Blue Mountain Stories - Henry Lawson and the Mountains

Henry Lawson and the Mountains

Henry Lawson is Australia’s most famous writer, known best for his short stories although he also wrote poetry. Yet the centenary of his death passed last week almost without notice. He had a few Mountain connections.

Henry was deaf and shy and had an unhappy childhood, his parents often at odds. After leaving school he found himself working for his father Peter at Mount Victoria, in 1881. Peter was a builder in a small way, and Henry’s job was to paint the cottages after they’d been put up. Most houses then were built of wood - there is not enough clay on the Mountains to make bricks, and for most people it was too expensive to bring them up from the plains.

Lawson seems to have enjoyed his time up here, and began to write verse. Poetry was hugely popular then, and published in most newspapers and magazines. But it was a particular type of poetry, light verse with mundane observations on life. It was a bit like the lyrics of pop music, and the fact it had rhythm and rhyme also gave it some of the appeal of the songs that would supplant it when radio came along. 

Henry’s grandfather also lived at Mount Victoria, as caretaker for one of the big houses, and Henry stayed with him for a while. He returned to Sydney but came back to Mount Victoria later in the decade, and wrote poems that were published in newspapers including the Lithgow Enterprise. The poems contained Lawson’s characteristic bitterness, and he began to make a small name for himself. 

Lawson made friends too, a group of five young men he later called ‘the Mountain Push’ and who would camp out or just walk around the area by day and night. Lawson was always restless, and once dragged one of these friends out of bed to walk to Blackeath so they could see Govetts Leap by moonlight.

A friend from that time recalled, ‘Henry loved the beauty of the gullies and ranges. It has been said that he had no eye for the wonders of nature, but I know differently … He enjoyed beautiful scenery in a quiet way.’

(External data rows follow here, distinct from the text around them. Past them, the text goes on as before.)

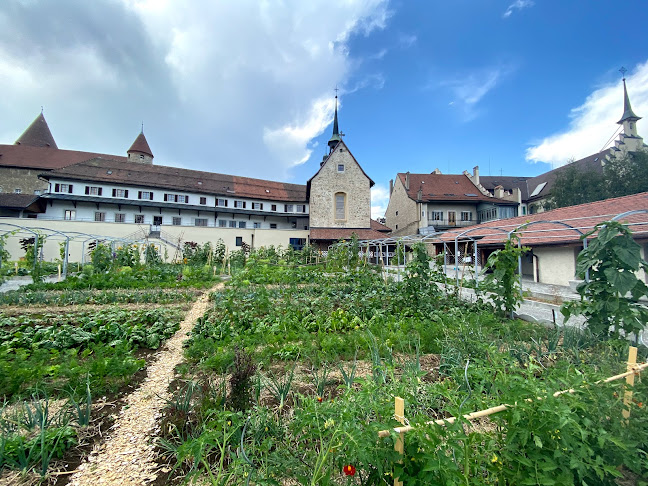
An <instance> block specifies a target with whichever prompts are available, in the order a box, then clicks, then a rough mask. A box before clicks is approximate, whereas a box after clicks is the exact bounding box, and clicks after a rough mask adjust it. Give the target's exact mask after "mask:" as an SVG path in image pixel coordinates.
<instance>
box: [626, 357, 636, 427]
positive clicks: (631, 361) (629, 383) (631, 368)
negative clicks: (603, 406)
mask: <svg viewBox="0 0 648 486" xmlns="http://www.w3.org/2000/svg"><path fill="white" fill-rule="evenodd" d="M636 364H637V348H636V347H634V346H630V349H629V351H628V367H627V370H628V371H631V370H632V369H633V368H634V367H635V365H636ZM626 385H627V387H626V391H625V393H624V394H623V405H624V406H625V409H624V410H623V418H624V419H626V421H627V420H628V419H629V418H630V405H631V404H632V387H633V386H634V373H632V374H631V375H628V376H626ZM628 388H629V389H628Z"/></svg>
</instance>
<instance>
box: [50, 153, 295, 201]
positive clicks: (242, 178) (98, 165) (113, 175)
mask: <svg viewBox="0 0 648 486" xmlns="http://www.w3.org/2000/svg"><path fill="white" fill-rule="evenodd" d="M42 177H44V178H46V179H48V180H49V179H53V178H56V179H62V180H80V181H90V182H92V181H96V182H104V183H113V184H123V185H139V186H142V187H151V188H157V189H160V190H172V191H187V192H197V193H204V194H218V195H223V196H227V197H232V198H237V197H246V198H252V199H268V200H276V201H286V202H306V187H305V186H304V185H300V184H287V183H284V182H274V181H266V180H262V179H252V178H249V177H239V176H232V175H226V174H217V173H214V172H203V171H198V170H190V169H180V168H177V167H168V166H163V165H148V164H138V163H136V162H128V161H126V162H124V161H121V160H111V159H103V158H95V159H92V160H88V161H85V162H81V163H78V164H75V165H71V166H68V167H64V168H62V169H59V170H55V171H52V172H48V173H46V174H42Z"/></svg>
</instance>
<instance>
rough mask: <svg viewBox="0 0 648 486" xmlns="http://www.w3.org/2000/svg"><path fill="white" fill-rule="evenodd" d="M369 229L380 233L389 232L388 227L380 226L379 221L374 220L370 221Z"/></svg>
mask: <svg viewBox="0 0 648 486" xmlns="http://www.w3.org/2000/svg"><path fill="white" fill-rule="evenodd" d="M371 229H372V230H376V231H380V232H382V233H389V232H391V228H389V227H388V226H386V225H384V224H382V223H381V222H380V221H376V220H375V219H372V220H371Z"/></svg>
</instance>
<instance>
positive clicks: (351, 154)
mask: <svg viewBox="0 0 648 486" xmlns="http://www.w3.org/2000/svg"><path fill="white" fill-rule="evenodd" d="M342 147H344V148H345V149H346V151H347V152H349V155H350V156H351V158H352V159H353V161H354V162H355V163H356V164H358V167H360V171H361V172H362V173H363V174H364V176H365V177H366V178H367V179H369V187H373V186H374V185H376V183H375V182H374V181H373V180H371V177H369V176H368V175H367V173H366V172H365V171H364V169H363V168H362V166H361V165H360V164H359V163H358V161H357V160H356V158H355V157H354V156H353V153H351V151H350V150H349V147H347V146H346V144H345V143H344V141H343V140H340V141H339V142H338V143H337V144H336V145H335V147H333V149H332V150H331V153H329V154H328V156H327V157H326V158H325V159H324V160H323V161H322V163H321V164H320V168H319V169H317V172H315V174H313V177H311V178H310V179H308V182H306V197H307V198H309V197H310V183H311V181H312V180H313V179H315V177H317V174H319V173H320V172H321V171H322V168H323V167H324V166H325V165H326V163H327V162H328V159H330V158H331V155H333V153H334V152H335V151H336V150H338V149H339V148H342Z"/></svg>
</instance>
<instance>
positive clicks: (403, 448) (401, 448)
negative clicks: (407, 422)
mask: <svg viewBox="0 0 648 486" xmlns="http://www.w3.org/2000/svg"><path fill="white" fill-rule="evenodd" d="M394 418H395V419H396V420H397V421H398V422H400V423H401V424H403V425H405V400H403V399H402V398H401V397H394ZM394 450H395V451H396V452H398V453H399V454H400V455H401V456H402V455H403V454H404V453H405V433H404V432H401V433H400V434H399V435H398V438H397V439H396V443H395V444H394ZM401 462H402V460H401ZM394 486H403V482H402V481H401V480H400V479H398V478H394Z"/></svg>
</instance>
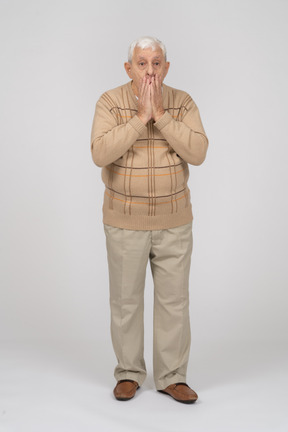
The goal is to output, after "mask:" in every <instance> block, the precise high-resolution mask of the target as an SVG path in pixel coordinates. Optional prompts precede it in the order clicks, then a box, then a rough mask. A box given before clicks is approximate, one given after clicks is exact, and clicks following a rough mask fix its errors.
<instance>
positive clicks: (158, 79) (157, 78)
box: [150, 75, 165, 122]
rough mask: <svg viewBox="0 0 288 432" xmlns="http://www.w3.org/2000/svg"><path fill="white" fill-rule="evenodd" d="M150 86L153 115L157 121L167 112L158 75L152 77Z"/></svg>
mask: <svg viewBox="0 0 288 432" xmlns="http://www.w3.org/2000/svg"><path fill="white" fill-rule="evenodd" d="M150 88H151V105H152V117H153V119H154V120H155V122H156V121H157V120H159V119H160V118H161V117H162V115H163V114H164V113H165V111H164V108H163V98H162V88H161V81H160V78H159V77H158V75H155V76H154V77H152V80H151V84H150Z"/></svg>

It was these friends who told Lawson the story that became his poem ‘Ghost at the Second Bridge’, about the murder of Catherine Collitts on Victoria Pass. Other yarns, about old buildings – he was particularly interested in ghosts at the time – later led to short stories. In fact, it was in the Mountains that he announced his decision to turn from verse to the prose that would make him famous.

Henry’s father died at Mount Victoria on 31 December 1888, just after seeing his son’s first story published in the Bulletin. For some reason he was buried in the cemetery at the foot of Cox’s Pass, down in Hartley Vale – I haven’t been able to find out why they took him all the way down there, instead of to the more convenient resting place in Mount Victoria.

Blue Mountain Stories - Henry Lawson and the Mountains

Lawson became a bitter and desperate alcoholic in his later life. He was given a pension by the government (rare at the time), to acknowledge his literary achievement, but the money had to be kept out of his hands to stop him from blowing it on a binge.

In January 1922 he was living at a boarding house in Leichhardt Street, Katoomba. The hope was that the Mountains might help with his physical and emotional ailments. He spent several weeks here, but apparently to little avail, for he returned to Sydney, where he died later that year.